WLVJ
- Boynton Beach, Florida; United States;
- Broadcast area: West Palm Beach area
- Frequency: 1020 kHz
- Branding: Radio Levanjil

Programming
- Language: Haitian

Ownership
- Owner: Actualidad Media Group; (Actualidad Licensee 1020 AM, LLC);
- Sister stations: WURN; WURN-FM;

History
- First air date: November 3, 1995 (as WAOP)
- Former call signs: WAOP (1995); WRBF (1995–2001); WRHB (2001–2008); WURN (2008–2016);

Technical information
- Licensing authority: FCC
- Facility ID: 3607
- Class: B
- Power: 4,700 watts day; 1,500 watts night;
- Transmitter coordinates: 26°28′27.3″N 80°12′10.2″W﻿ / ﻿26.474250°N 80.202833°W
- Translators: 97.5 W248CK (Twentymile Bend); 103.9 W280DU (Boca Raton);

Links
- Public license information: Public file; LMS;

= WLVJ (AM) =

Radio station in Florida, United States

WLVJ (1020 kHz) is a commercial AM radio station licensed to Boynton Beach, Florida, and serving the West Palm Beach radio market. The station airs a Haitian Creole radio format. WLVJ is owned by Actualidad Media Group.

The weekday schedule is made up of all news blocks along with talk programs in the daytime and sports shows in the evening. Some hours, the station carries the audio from CNN en Español.

WLVJ is powered at 4,700 watts by day. Because AM 1020 is a clear channel frequency, reserved for Class A station KDKA in Pittsburgh, WLVJ must reduce power at night to 1,500 watts, when AM radio waves travel further. The station uses a directional antenna at all times.

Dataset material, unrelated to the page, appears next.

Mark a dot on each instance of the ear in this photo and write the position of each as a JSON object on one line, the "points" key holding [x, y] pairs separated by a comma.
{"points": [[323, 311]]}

The transmitter is off U.S. Route 441 (State Route 7) in Delray Beach, Florida.

==History==
The station went on the air as WAOP on November 3, 1995. On December 1, 1995, the station changed its call sign to WRBF, on February 1, 2001, to WRHB, on November 5, 2008, to WURN, and on December 6, 2016, to the current WLVJ.

In 2017, Actualidad Radio flipped the frequencies of WLVJ and WURN. WLVJ moved to AM 1020 and WURN moved to AM 1040.